Now, if you look at a map, and hold it the right way up, you’ll notice that Reykjavik is the world’s most northerly capital city. In our book that helps make Iceland Noir the most Nordic of crime fiction festivals. We’ve already reported that the event’s got an all women main panel this year, featuring three Nordic authors in Sara Blædel, Leena Lehtolainen and Viveca Sten, as well as Val McDermid. Being Scottish, she might just count as half-Nordic – we’ll see what she says. Anyhow, the Nordic Crime Fiction Stars main panel will take place at 1pm on Saturday 19 November in Reykjavik City Hall, where these writers will be quizzed by Icelandic MP and former minister for culture Katrín Jakobsdóttir.
If you want to get out and about in Reykjavik, then the Crimewalk will be just the thing. It begins at 5:15pm at the Nordic House (where most Iceland Noir panels are taking place) on Friday 18 November and along the way various Icelandic authors will read their work. The sun will be gone and there could be a chill on the air, which should make it suitably creepy as various literary murders are discussed. It finishes off at Ida Zimsen, a cake and coffee bar which just happens to have 32 excellent ratings on Trip Advisor, so that’ll warm you up again.
Most people going to Iceland Noir will be very serious about reading and writing crime fiction, and there are plenty of panel discussions where authors will be discussing – and hopefully arguing too – about topics like taking liberties with historical fact, playing on the reader’s emotions, social commentary, women in crime fiction and more. We’re liking the look of Small Town Skullduggery which will be on the Friday, moderated by Katrín Jakobsdóttir and with panelists Ragnar Jónasson, SJI Holliday, Viveca Sten and Ann Cleeves. That’s right, ANN CLEEVES!

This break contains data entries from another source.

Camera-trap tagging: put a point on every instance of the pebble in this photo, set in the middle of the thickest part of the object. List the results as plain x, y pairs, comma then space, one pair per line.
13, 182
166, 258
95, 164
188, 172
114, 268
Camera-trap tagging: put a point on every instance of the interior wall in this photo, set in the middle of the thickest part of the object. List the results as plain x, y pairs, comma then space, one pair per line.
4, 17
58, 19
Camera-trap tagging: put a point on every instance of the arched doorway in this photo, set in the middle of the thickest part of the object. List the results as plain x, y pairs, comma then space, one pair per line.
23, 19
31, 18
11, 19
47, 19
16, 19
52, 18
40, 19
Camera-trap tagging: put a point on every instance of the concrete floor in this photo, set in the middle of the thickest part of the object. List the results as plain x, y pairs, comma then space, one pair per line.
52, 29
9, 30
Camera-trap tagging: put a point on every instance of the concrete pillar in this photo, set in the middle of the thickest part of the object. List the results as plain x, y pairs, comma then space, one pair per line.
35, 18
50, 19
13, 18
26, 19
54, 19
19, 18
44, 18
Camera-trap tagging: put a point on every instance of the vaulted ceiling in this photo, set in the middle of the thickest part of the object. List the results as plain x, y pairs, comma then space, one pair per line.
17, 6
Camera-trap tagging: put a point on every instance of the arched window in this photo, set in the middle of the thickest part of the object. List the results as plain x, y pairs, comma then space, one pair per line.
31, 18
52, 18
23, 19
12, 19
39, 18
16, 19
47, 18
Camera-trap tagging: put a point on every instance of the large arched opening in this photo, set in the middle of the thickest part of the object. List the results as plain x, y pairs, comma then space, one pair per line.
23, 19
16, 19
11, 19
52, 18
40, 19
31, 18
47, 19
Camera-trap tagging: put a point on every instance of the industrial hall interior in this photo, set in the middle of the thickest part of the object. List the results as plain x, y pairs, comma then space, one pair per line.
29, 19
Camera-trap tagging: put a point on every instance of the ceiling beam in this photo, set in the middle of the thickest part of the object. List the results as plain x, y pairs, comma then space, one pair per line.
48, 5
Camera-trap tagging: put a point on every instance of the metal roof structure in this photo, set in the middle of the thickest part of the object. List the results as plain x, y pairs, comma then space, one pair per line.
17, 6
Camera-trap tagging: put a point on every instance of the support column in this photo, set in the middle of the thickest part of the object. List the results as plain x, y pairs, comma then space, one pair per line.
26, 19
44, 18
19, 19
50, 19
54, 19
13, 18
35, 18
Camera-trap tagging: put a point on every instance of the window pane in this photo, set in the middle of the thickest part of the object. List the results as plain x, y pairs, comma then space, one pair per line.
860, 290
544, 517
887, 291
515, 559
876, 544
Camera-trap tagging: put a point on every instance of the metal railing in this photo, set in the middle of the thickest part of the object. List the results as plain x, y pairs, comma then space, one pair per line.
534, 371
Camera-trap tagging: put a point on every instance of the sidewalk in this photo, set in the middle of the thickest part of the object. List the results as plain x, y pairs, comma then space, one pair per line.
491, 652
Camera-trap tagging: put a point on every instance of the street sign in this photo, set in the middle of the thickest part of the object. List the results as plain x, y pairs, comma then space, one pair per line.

Skeletons in the Closet is another panel that sounds interesting, with more authors taking inspiration from genealogical discoveries and family history as the basis of crime novel plots. You’ll hear from the authors Susan Moody, Sarah Ward, Amanda Jennings and Alex Gray, at 4pm also on the Friday.
Coldscape will look at the use of extreme environment in Scandinavian crime fiction. Sometimes they become almost like a character in the story, and rarely are they benevolent. Gritty. Icey. Blood on snow. Hypothermia. That kind of thing. The moderator will be William Ryan with a panel consisting of Leena Lehtolainen, James Oswald, Nina von Staffeldt and Marsali Taylor. It’s on the Saturday at 11am.
Iceland Noir is also organising two special trips which will take place on Sunday 20 November. One’s a mystery wilderness tour organised by the travel group All-Iceland. Details haven’t yet been released but maybe you’ll get to see a glacier, a hot spring, some caves… or maybe all three. Weather permitting, there may also be the chance to go to Sigulfjordur which is the setting for Ragnar Jonasson’s Dark Iceland novels, and is also where the TV series Trapped was filmed.